According to Deadline Actor Jon Voight (Midnight Cowboy, Ray Donovan) has delivered a five-page entertainment industry reform plan to Donald Trump, reigniting national attention on TV production rules and global filming incentives. The proposal, revealed exclusively by Deadline on Tuesday, includes reinstating the decades-old Financial Interest and Syndication (fin-syn) rules and imposing tariffs on foreign film production incentives.
While the Sunday announcement from Trump focused only on movies filmed abroad, the newly disclosed document confirms that U.S. television series are also part of the plan. Voight’s “Make Hollywood Great Again” initiative urges the government to reinstate regulations that once prevented networks from owning their primetime content.
“Jon Voight has correctly identified the problem, which is so glaring that Hollywood is disappearing before our eyes,” a veteran producer told Deadline.
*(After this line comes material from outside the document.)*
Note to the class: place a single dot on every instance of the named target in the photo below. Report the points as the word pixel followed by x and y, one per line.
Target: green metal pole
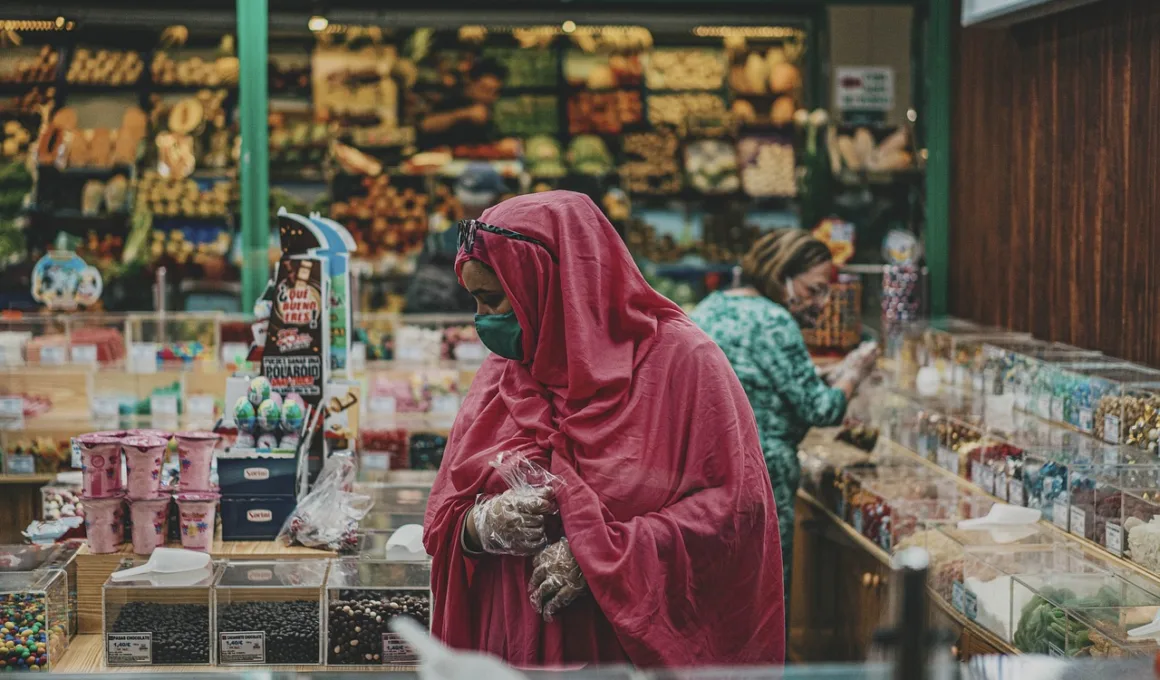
pixel 940 24
pixel 255 170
First introduced in the 1970s under President Richard Nixon, fin-syn rules aimed to limit media consolidation and encourage independent production. The regulations helped launch the careers of producers like Norman Lear (All in the Family, Good Times) and Aaron Spelling (Charlie’s Angels, Melrose Place) before being repealed in 1993.
“The hope is that there is acknowledgment on a national basis. It is a focus of the White House that our greatest export is now broken and challenged,” another producer said in the article via Deadline.
Voight and Trump’s proposal arrives at a time when media ownership is dominated by vertically integrated companies and major streamers. Restoring fin-syn would challenge that model and could shift power back to independent creators—though many insiders are skeptical about its feasibility.
“I would love it if fin-syn came back, but it won’t,” one producer stated via Deadline. “They have no purview or authority to do it.”
The document proposes that at least a quarter of all original programming should be independently owned, echoing European models such as France’s local production quotas. While it’s unlikely the full original rule will return, a modified version could reintroduce balance into the industry.
“It would be a Justice Department edict, not an FCC edict,” a media observer said, noting that any rule change would now fall to Congress and the FTC, not the FCC.
Meanwhile, Voight’s plan also outlines steep tariffs—up to 120%—on productions filmed outside the U.S. that receive foreign tax incentives. That includes many shows shot in Canada or Europe that stand in for American cities.
“All this will do is penalize the industry, not help,” one producer told Deadline. “They will punish media companies that are making content.”
Producers argue that the focus should be on increasing domestic production incentives, not punishing overseas filming. Currently, global tax credits offer 25-40% savings, making it hard for American cities—especially Los Angeles—to compete.
“The best thing for the U.S. to do is to institute a tax credit equivalent to the cost of staying in the country,” a producer explained in the Deadline report.
To address this, Voight’s plan includes a proposed 10%-20% federal tax credit for domestic production, mirroring incentives available abroad. Some producers say a federal bailout, similar to the 2008 rescue of the U.S. auto industry, may even be necessary.
“Once we were on the verge of the collapse of the Big three automakers, the government stepped in and bailed them out,” one producer recalled. “Those automakers flourished.”
Canada, frequently cited as a model for sustainable film incentives, has maintained a robust support system for production for over 50 years. Its long-term investment has created a thriving local workforce and film infrastructure.
“Canada had the foresight. They’ve built a massive, mature workforce,” said a veteran producer. “They are reaping the rewards now.”
With California lagging behind, many producers argue it’s time for the U.S. to rethink its approach and protect one of its strongest cultural exports.
“TV programming is one of the nation’s greatest exports; we should provide enough incentives to keep production here,” a producer concluded.
Though met with skepticism and political overtones, Voight’s controversial proposal has spotlighted real concerns in the entertainment industry. Whether fin-syn revival or new tax credits, insiders agree on one point: U.S. film and TV production needs urgent attention before it slips further offshore.